My bodywork style incorporates neuromuscular (NMT), Swedish techniques, myofascial techniques and trigger point work. NMT is used to determine the origin of a neuromuscular pain.
Neuromuscular (NMT), techniques originate from Dr. Janet Travell, M.D., President John F. Kennedy’s personal physician and requires a higher level study and understanding of anatomy and physiology.

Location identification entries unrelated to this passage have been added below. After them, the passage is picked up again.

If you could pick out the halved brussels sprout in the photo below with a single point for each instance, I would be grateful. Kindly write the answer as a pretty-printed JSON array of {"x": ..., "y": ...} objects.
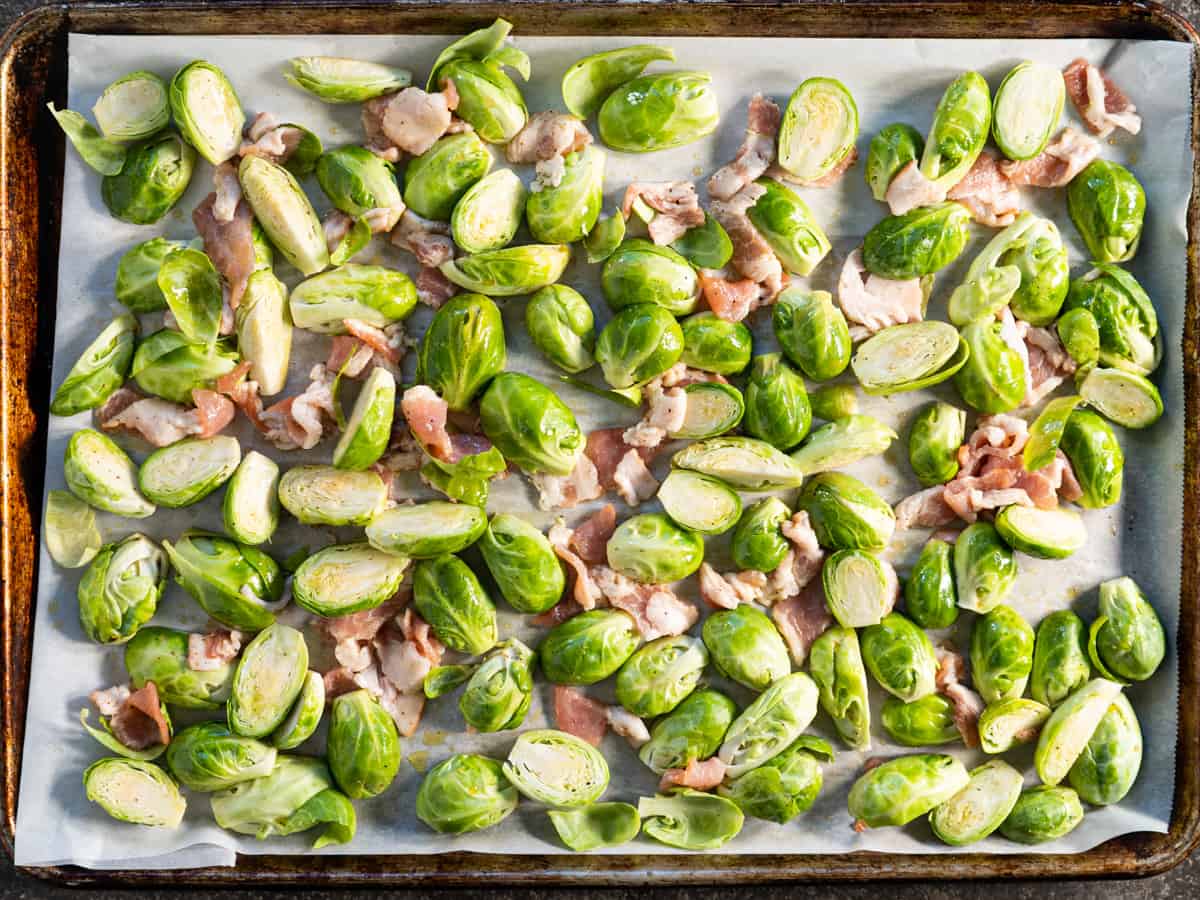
[
  {"x": 347, "y": 577},
  {"x": 322, "y": 495},
  {"x": 151, "y": 180},
  {"x": 135, "y": 791},
  {"x": 269, "y": 677},
  {"x": 658, "y": 112},
  {"x": 336, "y": 79},
  {"x": 465, "y": 793},
  {"x": 121, "y": 588},
  {"x": 900, "y": 790},
  {"x": 745, "y": 647},
  {"x": 189, "y": 471}
]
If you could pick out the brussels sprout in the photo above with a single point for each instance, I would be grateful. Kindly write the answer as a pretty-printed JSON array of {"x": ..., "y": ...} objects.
[
  {"x": 160, "y": 655},
  {"x": 1001, "y": 654},
  {"x": 1043, "y": 814},
  {"x": 336, "y": 79},
  {"x": 304, "y": 717},
  {"x": 837, "y": 665},
  {"x": 151, "y": 180},
  {"x": 1096, "y": 457},
  {"x": 919, "y": 243},
  {"x": 846, "y": 514},
  {"x": 907, "y": 358},
  {"x": 1107, "y": 204},
  {"x": 921, "y": 723},
  {"x": 661, "y": 675},
  {"x": 322, "y": 495},
  {"x": 769, "y": 725},
  {"x": 787, "y": 225},
  {"x": 285, "y": 213},
  {"x": 694, "y": 730},
  {"x": 599, "y": 825},
  {"x": 465, "y": 793},
  {"x": 1126, "y": 642},
  {"x": 817, "y": 131},
  {"x": 135, "y": 791},
  {"x": 813, "y": 333},
  {"x": 347, "y": 577},
  {"x": 121, "y": 588},
  {"x": 900, "y": 790},
  {"x": 929, "y": 594},
  {"x": 893, "y": 148},
  {"x": 984, "y": 568},
  {"x": 658, "y": 112},
  {"x": 690, "y": 820},
  {"x": 843, "y": 442},
  {"x": 235, "y": 585},
  {"x": 297, "y": 796},
  {"x": 210, "y": 757},
  {"x": 745, "y": 647},
  {"x": 268, "y": 679},
  {"x": 189, "y": 471},
  {"x": 100, "y": 370}
]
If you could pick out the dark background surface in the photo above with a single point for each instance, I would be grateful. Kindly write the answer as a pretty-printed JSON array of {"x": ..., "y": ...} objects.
[{"x": 1181, "y": 882}]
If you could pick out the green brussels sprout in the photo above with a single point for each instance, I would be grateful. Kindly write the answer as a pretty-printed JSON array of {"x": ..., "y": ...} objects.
[
  {"x": 336, "y": 79},
  {"x": 100, "y": 370},
  {"x": 100, "y": 474},
  {"x": 322, "y": 495},
  {"x": 589, "y": 647},
  {"x": 210, "y": 757},
  {"x": 297, "y": 796},
  {"x": 694, "y": 730},
  {"x": 557, "y": 768},
  {"x": 522, "y": 563},
  {"x": 921, "y": 723},
  {"x": 937, "y": 432},
  {"x": 364, "y": 747},
  {"x": 269, "y": 677},
  {"x": 1043, "y": 814},
  {"x": 661, "y": 675},
  {"x": 690, "y": 820},
  {"x": 846, "y": 514},
  {"x": 151, "y": 180},
  {"x": 501, "y": 689},
  {"x": 843, "y": 442},
  {"x": 658, "y": 112},
  {"x": 235, "y": 585},
  {"x": 769, "y": 725},
  {"x": 745, "y": 647},
  {"x": 599, "y": 825},
  {"x": 1107, "y": 204},
  {"x": 835, "y": 661},
  {"x": 135, "y": 791},
  {"x": 160, "y": 655},
  {"x": 189, "y": 471},
  {"x": 347, "y": 577},
  {"x": 1126, "y": 642},
  {"x": 900, "y": 657},
  {"x": 121, "y": 588},
  {"x": 892, "y": 148},
  {"x": 900, "y": 790},
  {"x": 757, "y": 541},
  {"x": 811, "y": 331},
  {"x": 449, "y": 597},
  {"x": 1060, "y": 658},
  {"x": 1096, "y": 457},
  {"x": 929, "y": 594},
  {"x": 465, "y": 793}
]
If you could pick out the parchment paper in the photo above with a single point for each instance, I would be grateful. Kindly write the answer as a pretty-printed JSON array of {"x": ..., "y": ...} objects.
[{"x": 891, "y": 81}]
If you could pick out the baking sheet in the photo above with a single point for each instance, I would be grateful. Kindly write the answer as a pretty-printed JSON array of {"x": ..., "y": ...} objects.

President Kennedy experienced chronic muscular pain and experienced great relief from Dr. Travell’s technique. She inspired me with her two texts: Myofascial Pain and Dysfunction: The Trigger Point Manual: Volume 1 & 2. I’ve developed my style of NMT since 1983 which combines trigger point direct purchase, light friction to attachment points of individual muscles and Swedish for flushing toxins afterwards.
Janet Travell, M.D.
Trigger points are defined by Travell as “a focus of hyperirritability in a tissue that, when compressed, is locally tender and, if sufficiently hypersensitive, gives rise to referred pain and tenderness, and sometimes to referred autonomic phenomena and distortion of proprioception. Types include myofascial, cutaneous, fascial, ligamentous and periosteal tripper points.” Once a trigger point is discovered, I manipulate the spasmed muscle fiber using a variety of techniques to ease the spasm responsible for the pain. These techniques will reduce the discomfort and pain, including referred pain resulting from stressed, tight muscles.
A trigger point is sensation perceived to originate from a specific spot and originates elsewhere. Neuromuscular (NMT) techniques are used to locate and address the origin of the pain more readily than traditional techniques and can help resolve problems more quickly.
Swedish massage reduces muscular soreness after the application of NMT techniques. Swedish techniques utilizes long strokes to relax the tissue and provide an overall feeling of peacefulness. This technique “moves” the twenty two toxic by-products of a muscle out of the immediate area and into the lymphatic system for removal from the body which eases possible discomfort after the session.